1

I've been trying to get puppeteer to launch a unique instance for every profile stored in a .json file. This is because currently I am stuck creating a new folder with all my code and a unique .json file for every account/instance I want to run. I'd prefer if I could just store all my info in 1 .json file and then have my code launch a unique instance for each profile.

Goal:

  1. Input all profile information in .json file
  2. Have code launch a unique instance for every profile in the list
  3. Every unique instance should only be using the profile code

Example: Puppeter instance 1 launch with profile 1, puppeteer instance 2 launch with profile 2, etc.

Example of settings.json

[
{
    "email": "email1@gmail.com"
},
{
    "email": "email2@gmail.com"
},
{
    "email": "email3@gmail.com"
}
]

Example of main.js

const fs = require('fs');
const puppeteer = require('puppeteer');

const profile = JSON.parse(fs.readFileSync('./settings.json'));

var id = 0

while (id <= 2) {
    emailInfo = profile[id].email;
    console.log(emailInfo)
    botRun()
    id++;
}

function botRun() {
    (async () => {
        const browser = await puppeteer.launch();
        const page = await browser.newPage();
        await page.waitForTimeout(500)
        console.log('function ' + emailInfo) //pretend this is page.type --> it would result in 'email3@gmail.com' for all instances since this is what the var is now but I want it to stay with the info in the loop

        await browser.close();
      })();
}

Obviously this is horrendously wrong since emailInfo var will update therefore resulting in puppeteer applying the latest value. Is there any way I can make each puppeteer instance stick with the unique data?

Edit 1:

Managed to get the workaround but now I seem to have ran into a new issue. Basically, in one point of my script I tell the browser to close the tab and reopen a new one. It closes each tab in each individual browser fine but when I use "await browser.newPage();" it sends all the new tabs to just 1 browser instead of staying in their respective browser.

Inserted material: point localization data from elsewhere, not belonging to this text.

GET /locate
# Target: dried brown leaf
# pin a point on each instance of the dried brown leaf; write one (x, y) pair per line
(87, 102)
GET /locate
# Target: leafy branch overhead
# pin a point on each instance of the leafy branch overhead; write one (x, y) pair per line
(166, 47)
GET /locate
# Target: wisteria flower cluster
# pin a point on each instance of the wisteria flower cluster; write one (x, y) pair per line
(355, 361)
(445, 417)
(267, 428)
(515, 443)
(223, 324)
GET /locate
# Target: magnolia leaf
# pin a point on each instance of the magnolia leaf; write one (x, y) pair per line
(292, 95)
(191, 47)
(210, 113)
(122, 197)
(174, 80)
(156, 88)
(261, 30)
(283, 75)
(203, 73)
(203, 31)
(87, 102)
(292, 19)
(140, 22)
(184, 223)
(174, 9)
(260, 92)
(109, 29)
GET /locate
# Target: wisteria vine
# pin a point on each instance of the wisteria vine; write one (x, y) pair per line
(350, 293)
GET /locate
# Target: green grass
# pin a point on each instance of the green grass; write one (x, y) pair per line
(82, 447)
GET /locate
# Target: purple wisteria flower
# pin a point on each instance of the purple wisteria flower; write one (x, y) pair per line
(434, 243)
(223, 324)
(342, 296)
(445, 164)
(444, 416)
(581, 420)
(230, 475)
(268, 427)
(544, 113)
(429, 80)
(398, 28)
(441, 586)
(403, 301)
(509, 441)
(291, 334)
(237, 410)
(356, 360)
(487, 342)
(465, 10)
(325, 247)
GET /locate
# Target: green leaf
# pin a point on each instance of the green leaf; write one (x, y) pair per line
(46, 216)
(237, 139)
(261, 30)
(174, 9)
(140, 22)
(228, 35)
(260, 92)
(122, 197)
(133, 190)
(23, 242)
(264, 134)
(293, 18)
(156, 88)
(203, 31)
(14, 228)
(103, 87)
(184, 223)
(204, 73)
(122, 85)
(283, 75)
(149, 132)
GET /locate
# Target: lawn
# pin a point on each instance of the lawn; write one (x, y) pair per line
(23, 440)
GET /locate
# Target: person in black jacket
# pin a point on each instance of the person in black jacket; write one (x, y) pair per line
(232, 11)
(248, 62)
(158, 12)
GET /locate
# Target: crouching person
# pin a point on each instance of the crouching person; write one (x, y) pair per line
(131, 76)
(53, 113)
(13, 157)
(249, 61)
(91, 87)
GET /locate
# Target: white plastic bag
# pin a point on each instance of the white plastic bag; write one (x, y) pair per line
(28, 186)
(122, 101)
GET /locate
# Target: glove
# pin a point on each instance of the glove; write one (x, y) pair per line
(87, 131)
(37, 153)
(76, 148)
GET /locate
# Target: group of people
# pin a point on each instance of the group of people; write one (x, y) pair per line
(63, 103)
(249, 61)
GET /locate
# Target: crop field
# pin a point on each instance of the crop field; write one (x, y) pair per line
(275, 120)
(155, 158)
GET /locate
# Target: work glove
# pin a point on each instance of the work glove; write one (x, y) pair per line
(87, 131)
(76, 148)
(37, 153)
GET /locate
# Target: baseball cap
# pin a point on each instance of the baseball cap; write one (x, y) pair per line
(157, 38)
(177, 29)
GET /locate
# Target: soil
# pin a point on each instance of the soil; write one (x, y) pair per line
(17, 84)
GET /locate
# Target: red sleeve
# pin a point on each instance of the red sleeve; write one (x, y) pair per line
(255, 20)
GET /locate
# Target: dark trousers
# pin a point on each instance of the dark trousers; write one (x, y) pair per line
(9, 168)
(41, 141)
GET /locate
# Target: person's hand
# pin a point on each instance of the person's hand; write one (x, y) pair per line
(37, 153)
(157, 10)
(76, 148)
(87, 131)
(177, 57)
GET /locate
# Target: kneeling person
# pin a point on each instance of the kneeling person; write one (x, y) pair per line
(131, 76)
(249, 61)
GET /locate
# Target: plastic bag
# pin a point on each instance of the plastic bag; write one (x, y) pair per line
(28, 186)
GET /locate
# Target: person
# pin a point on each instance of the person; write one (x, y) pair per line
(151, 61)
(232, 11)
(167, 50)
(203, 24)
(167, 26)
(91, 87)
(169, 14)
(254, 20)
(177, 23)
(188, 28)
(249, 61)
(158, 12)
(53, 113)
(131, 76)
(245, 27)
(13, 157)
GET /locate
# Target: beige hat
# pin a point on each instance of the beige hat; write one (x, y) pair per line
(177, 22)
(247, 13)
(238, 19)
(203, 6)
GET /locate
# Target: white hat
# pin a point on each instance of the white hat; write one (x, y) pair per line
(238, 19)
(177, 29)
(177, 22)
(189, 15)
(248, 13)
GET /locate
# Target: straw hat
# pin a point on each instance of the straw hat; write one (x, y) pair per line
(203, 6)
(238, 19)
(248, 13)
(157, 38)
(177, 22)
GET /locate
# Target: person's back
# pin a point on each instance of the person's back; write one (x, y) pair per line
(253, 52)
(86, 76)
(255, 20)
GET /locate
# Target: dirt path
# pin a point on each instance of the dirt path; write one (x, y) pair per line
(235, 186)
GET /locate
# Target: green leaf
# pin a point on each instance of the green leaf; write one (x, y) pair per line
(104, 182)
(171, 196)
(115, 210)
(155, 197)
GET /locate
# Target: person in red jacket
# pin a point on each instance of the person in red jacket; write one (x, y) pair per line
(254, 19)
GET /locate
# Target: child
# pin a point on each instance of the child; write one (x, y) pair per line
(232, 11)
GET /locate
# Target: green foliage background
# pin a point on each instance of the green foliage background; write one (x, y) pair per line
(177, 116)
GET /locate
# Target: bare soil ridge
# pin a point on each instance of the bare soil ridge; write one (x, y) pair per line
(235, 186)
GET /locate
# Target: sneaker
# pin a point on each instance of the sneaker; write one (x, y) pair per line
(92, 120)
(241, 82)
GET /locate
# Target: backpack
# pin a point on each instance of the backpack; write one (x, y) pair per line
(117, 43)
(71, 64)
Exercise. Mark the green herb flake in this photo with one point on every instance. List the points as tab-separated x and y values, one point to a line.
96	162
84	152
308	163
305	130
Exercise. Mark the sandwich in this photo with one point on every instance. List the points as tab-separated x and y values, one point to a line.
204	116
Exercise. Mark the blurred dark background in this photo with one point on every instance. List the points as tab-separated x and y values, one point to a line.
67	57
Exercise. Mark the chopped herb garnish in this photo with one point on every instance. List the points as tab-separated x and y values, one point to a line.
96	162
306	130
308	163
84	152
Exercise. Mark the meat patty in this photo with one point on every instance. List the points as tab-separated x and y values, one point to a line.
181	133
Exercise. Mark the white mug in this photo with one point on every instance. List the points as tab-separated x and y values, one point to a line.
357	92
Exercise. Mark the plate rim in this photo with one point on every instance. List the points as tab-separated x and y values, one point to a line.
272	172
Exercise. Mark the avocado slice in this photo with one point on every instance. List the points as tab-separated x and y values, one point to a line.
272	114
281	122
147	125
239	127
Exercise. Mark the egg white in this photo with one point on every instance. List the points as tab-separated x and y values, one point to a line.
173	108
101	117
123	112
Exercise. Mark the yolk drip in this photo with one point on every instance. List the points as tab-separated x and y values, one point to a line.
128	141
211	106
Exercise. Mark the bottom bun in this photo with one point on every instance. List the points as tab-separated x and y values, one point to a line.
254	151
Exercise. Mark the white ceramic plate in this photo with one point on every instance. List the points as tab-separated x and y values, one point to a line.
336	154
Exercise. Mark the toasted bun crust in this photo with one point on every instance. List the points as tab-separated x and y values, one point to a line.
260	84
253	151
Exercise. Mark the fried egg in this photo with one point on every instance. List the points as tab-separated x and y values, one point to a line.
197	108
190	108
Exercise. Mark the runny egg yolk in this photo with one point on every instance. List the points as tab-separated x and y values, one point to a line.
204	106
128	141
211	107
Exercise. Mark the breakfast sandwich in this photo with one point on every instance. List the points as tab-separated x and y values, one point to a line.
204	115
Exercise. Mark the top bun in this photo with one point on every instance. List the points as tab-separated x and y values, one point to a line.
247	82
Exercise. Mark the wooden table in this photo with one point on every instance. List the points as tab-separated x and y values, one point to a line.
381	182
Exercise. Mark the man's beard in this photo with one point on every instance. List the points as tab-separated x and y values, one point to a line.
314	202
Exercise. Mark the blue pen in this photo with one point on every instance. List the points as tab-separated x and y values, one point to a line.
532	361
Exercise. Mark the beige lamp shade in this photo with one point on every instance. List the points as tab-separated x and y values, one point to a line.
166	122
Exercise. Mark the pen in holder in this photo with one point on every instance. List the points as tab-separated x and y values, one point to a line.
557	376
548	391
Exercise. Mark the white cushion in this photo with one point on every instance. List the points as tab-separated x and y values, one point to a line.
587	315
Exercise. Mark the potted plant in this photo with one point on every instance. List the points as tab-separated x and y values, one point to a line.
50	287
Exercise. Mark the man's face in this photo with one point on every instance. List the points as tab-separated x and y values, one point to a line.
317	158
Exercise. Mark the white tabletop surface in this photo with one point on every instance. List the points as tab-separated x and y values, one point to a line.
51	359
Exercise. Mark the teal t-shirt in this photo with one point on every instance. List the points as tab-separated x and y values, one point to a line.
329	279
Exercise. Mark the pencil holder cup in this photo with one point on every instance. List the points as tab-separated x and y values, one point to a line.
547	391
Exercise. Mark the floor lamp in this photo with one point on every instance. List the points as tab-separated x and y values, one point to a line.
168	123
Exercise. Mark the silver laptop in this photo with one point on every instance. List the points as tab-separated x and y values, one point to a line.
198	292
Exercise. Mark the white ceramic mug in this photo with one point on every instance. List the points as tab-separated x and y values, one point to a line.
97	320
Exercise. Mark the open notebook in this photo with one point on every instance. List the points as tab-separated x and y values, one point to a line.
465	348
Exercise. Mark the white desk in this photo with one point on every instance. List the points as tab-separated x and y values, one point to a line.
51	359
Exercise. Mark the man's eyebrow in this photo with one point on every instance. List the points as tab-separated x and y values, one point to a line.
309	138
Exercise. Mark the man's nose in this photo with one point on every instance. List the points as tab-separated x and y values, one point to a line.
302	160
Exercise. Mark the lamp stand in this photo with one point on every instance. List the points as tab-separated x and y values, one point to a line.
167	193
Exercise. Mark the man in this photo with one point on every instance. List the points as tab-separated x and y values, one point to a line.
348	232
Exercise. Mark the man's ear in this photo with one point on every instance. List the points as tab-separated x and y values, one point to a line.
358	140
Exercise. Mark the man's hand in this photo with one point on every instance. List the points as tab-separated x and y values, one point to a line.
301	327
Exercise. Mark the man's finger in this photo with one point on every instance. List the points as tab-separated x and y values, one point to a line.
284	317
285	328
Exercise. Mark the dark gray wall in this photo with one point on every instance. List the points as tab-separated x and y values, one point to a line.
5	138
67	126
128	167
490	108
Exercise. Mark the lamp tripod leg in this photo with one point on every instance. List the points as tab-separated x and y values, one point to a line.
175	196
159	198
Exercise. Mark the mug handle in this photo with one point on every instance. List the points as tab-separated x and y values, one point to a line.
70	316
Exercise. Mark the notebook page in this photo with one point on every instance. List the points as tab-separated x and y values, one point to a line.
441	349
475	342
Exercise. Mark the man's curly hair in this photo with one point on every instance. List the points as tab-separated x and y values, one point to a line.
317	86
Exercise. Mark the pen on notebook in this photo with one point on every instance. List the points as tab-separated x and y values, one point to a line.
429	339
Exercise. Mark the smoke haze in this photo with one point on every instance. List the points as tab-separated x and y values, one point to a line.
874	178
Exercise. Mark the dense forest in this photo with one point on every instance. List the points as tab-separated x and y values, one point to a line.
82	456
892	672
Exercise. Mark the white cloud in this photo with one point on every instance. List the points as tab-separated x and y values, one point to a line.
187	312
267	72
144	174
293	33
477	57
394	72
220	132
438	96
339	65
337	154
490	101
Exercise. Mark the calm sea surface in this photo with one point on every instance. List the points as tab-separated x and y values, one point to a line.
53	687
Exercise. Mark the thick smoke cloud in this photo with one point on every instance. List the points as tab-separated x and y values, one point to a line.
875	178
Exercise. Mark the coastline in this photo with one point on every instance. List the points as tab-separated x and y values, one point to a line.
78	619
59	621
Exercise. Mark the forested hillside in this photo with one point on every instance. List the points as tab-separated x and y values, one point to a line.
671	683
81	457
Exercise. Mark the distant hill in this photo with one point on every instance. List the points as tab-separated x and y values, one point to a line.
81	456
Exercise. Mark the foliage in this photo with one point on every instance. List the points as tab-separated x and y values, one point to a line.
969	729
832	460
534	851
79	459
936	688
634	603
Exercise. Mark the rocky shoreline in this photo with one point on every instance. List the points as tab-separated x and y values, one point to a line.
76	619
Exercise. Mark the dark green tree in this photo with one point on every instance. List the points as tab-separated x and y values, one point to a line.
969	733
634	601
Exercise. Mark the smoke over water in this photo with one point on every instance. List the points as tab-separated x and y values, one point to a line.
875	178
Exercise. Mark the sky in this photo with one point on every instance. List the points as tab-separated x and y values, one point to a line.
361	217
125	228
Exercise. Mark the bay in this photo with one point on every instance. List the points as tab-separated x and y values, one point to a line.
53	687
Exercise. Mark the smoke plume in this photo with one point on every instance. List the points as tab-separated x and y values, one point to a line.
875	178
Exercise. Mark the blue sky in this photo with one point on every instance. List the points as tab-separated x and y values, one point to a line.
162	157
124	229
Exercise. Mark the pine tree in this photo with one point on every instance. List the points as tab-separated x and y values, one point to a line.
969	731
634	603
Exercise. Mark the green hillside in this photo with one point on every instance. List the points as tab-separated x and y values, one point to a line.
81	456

const puppeteer = require('puppeteer-extra');
const fs = require('fs');

const botRun = async emailInfo => {
    browser = await puppeteer.launch({
        args: [],
        headless: false,
        ignoreHTTPSErrors: true,
        slowMo: 5,
    });
    const page = await browser.newPage();
    await page.waitForTimeout(2500)
    // do stuff with emailInfo
    await page.close(); // works fine - will close tab for each browser 
    await browser.newPage(); // suddenly sends all tabs to 1 browser
  };

(async () => {
    const profile = JSON.parse(fs.readFileSync("./settings.json"));    
    await Promise.all(profile.map(({email}) => botRun(email)));
  })();

Here is an image for clarification. My goal is to keep the tabs in their respective browser rather than suddenly all being thrown to 1 browser:

ggorlen
  • 44,755
  • 7
  • 76
  • 106

2 Answers2

3

Put the loop into the Puppeteer code or pass the emailInfo as a parameter to the function.

If you want to run tasks in succession:

const fs = require("fs");
const puppeteer = require("puppeteer");

(async () => {
  const profile = JSON.parse(fs.readFileSync("./settings.json"));
  const browser = await puppeteer.launch();

  for (const {email: emailInfo} of profile) {
    const page = await browser.newPage();
    await page.waitForTimeout(500)
    // do stuff with emailInfo
    await page.close();
  }

  await browser.close();
})();

If you want to run all tasks in parallel:

(async () => {
  const profile = JSON.parse(fs.readFileSync("./settings.json"));
  const browser = await puppeteer.launch();

  await Promise.all(profile.map(async ({email: emailInfo}) => {
    const page = await browser.newPage();
    await page.waitForTimeout(500)
    // do stuff with emailInfo
    await page.close();
  }));

  await browser.close();
})();

If // do stuff with emailInfo is a very long chunk of code, use a function (as you're attempting originally) and give it emailInfo as a parameter. This most closely matches what you were originally going for (open a new browser per email):

const botRun = async emailInfo => {
  const browser = await puppeteer.launch();
  const page = await browser.newPage();
  await page.waitForTimeout(500)
  // do stuff with emailInfo
  await browser.close();
};

(async () => {
  const profile = JSON.parse(fs.readFileSync("./settings.json"));

  for (const {email} of profile) {
    await botRun(email); // one at a time
  }
})();

Or run all emails at once:

// botRun is the same as above

(async () => {
  const profile = JSON.parse(fs.readFileSync("./settings.json"));    
  await Promise.all(profile.map(({email}) => botRun(email)));
})();

The semantics of the first two snippets are a bit different than your code, but I doubt it makes sense to generate and destroy a whole browser process for every request. Prefer opening a new page (tab) in the current browser unless you have a good reason to do otherwise.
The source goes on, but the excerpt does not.